My favorite of the night’s four stories was “Troll Bridge,” but that’s almost cheating, because no one reads Neil Gaiman stories like Neil Gaiman, who has mastered all the perfect pauses and whose present-but-not-too-strong English accent highlights the jokes an American voice might gloss over, and tweaks the characters’ voices just so. “Troll Bridge” is one of those stories in which you don’t expect the protagonist will become an adult — that would be weird; it’s a fairy tale, or near to — and then he does, and the discomfort pushes the whole thing into a different place entirely. Living, not living, wandering and finding, arguing and discovering — there are a lot of things to do in “Troll Bridge,” and I didn’t realize until I got home that I knew that story, which appears in Smoke and Mirrors. It was different this way. It echoed around the space until Gaiman’s shadow was the troll, lonely and lurking under the bridge, and until the rest of the audience disappeared, each of us alone on a long path that was once a railroad.

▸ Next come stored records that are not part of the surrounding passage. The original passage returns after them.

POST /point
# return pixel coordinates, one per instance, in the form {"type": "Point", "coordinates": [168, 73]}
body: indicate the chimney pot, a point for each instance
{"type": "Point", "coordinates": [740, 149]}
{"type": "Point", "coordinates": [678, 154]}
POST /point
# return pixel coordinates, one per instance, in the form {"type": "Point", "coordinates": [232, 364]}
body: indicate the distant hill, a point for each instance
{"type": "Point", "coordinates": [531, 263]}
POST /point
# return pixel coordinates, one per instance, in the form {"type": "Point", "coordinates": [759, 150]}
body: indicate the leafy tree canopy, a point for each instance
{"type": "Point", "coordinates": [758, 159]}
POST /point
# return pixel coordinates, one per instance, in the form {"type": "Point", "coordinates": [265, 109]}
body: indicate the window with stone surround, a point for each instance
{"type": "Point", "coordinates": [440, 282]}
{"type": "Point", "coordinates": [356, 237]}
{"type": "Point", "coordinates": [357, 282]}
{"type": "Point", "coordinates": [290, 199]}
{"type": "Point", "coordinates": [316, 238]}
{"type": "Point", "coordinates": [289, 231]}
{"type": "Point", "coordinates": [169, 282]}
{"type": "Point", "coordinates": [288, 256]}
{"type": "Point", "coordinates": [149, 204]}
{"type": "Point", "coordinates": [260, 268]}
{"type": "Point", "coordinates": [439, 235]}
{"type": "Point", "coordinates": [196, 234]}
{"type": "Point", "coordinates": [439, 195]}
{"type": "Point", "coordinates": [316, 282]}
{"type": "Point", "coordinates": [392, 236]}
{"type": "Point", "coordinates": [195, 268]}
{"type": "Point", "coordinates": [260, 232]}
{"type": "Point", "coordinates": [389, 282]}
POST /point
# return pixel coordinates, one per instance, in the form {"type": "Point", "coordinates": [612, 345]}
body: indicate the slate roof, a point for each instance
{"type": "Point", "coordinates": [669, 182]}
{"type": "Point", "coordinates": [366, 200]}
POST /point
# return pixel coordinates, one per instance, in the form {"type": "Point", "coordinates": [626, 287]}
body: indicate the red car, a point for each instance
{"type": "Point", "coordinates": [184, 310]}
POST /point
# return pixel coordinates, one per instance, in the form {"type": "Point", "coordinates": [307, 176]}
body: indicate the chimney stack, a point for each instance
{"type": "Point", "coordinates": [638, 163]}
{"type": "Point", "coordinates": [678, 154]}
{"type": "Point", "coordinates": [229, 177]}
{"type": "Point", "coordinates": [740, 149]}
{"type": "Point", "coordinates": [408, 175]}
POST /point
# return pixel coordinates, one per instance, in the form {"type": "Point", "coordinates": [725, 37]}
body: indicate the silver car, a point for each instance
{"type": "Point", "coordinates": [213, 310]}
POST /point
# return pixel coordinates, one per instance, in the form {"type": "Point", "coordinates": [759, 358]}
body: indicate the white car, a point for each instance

The first story was a first story in more ways than one, as Gaiman explained in his introduction; it was the first piece sold by Kat Howard, a former Clarion student of his (he chose it for an anthology). As read by Marin Ireland, it was wry and funny and steely, which is to say it had the feel of a story that couldn’t possibly have gone any other way — a story recounted rather than written, lived rather than imagined. “A Life in Fictions” does very clever things with the notion of a muse, and of living in fiction (a phrase that always gets Idlewild’s  “These Are Just Years” in my head), and it made me very curious to see what else Howard writes in the future.

Josh Hamilton — with the help of a reappearing Marin Ireland — read the last story, another Gaiman piece called “The Thing About Cassandra” (which appears in Songs of Love and Death: All Original Tales  of Star-Crossed Love). The thing I liked first about “The Thing About Cassandra” is how it tips the reader, or listener, off to the relevance of truth in the tale; you can’t name a character Cassandra without acknowledging the baggage that comes with. The thing I liked second? That it was, like “Troll Bridge,” another magical story that grows up, though this one starts in adulthood, veers backwards and skips right up again. It’s a life wrapped around a story and a story woven into a life, short and pointed and all coming back to the way that the stories we tell ourselves have a habit of coming true.

I’m going to tell myself a story in which I start writing more, and find a really cool job, and don’t even mind when it rains for the fourteenth day in a row. Because the other story — the one where the internet eats my days and I let it, and working on a resume is cause for mild panic — is no good at all.